Enclosure, Lenagorra, Co. Kildare
Co. Kildare |
Enclosures
Somewhere beneath the level pasture of Lenagorra in County Kildare, two concentric ditches trace a circle that most people walking the land above would never suspect was there. The site leaves no surface impression, no bank, no earthwork, no obvious break in the grass. It exists, as far as anyone presently knows, almost entirely as a ghost in the soil.

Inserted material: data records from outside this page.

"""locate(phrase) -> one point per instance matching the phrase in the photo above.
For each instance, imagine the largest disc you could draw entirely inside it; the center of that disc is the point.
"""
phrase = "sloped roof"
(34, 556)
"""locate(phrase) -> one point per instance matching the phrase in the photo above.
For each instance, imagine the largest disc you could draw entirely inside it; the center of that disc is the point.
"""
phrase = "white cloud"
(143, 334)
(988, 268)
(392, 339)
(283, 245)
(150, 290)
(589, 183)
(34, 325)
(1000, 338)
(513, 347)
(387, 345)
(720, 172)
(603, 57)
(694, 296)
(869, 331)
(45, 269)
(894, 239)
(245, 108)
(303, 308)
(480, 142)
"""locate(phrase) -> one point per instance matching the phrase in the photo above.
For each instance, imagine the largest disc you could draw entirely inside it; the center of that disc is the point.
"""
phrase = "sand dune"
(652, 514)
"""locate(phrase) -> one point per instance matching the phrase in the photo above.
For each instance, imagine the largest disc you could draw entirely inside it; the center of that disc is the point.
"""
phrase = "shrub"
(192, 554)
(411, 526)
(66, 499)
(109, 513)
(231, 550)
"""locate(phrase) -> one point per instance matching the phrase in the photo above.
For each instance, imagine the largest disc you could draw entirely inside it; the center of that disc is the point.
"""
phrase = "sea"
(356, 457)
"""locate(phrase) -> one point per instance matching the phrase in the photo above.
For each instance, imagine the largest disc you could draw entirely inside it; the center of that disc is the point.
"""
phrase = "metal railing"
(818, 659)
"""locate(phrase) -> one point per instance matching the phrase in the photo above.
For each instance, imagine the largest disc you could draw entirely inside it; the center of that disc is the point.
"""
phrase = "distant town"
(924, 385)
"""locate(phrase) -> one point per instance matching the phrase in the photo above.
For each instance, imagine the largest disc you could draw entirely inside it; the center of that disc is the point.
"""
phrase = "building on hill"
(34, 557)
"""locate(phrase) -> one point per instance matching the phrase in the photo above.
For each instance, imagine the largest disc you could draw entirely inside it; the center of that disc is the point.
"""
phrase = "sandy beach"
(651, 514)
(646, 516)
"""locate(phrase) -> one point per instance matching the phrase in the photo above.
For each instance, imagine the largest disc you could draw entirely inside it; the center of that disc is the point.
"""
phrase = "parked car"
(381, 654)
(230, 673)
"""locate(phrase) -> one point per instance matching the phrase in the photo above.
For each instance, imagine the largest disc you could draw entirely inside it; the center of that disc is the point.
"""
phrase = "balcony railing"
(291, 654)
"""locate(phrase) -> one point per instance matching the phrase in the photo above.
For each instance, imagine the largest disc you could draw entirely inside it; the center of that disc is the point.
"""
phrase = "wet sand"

The enclosure came to light through a 1969 aerial photograph, catalogue reference CUCAP AYN 10, which captured it as a cropmark. Cropmarks form when buried features such as ditches or walls affect how vegetation grows above them; soil that has accumulated in a filled ditch tends to retain more moisture, producing slightly lusher or differently coloured growth that becomes legible from the air in dry conditions. In this case, the photograph revealed two narrow concentric fosses, essentially ring-shaped ditches, enclosing a roughly circular area estimated at about sixty metres in diameter. That is a substantial enclosure, comparable in scale to a large ringfort, though without excavation it is impossible to say with confidence what it was built for or when. Ringforts, the most common archaeological monument type in Ireland, were typically constructed in the early medieval period as enclosed farmsteads, but concentric-ditched enclosures can also have other origins and functions. The Lenagorra example remains unexcavated and unclassified beyond its basic morphology.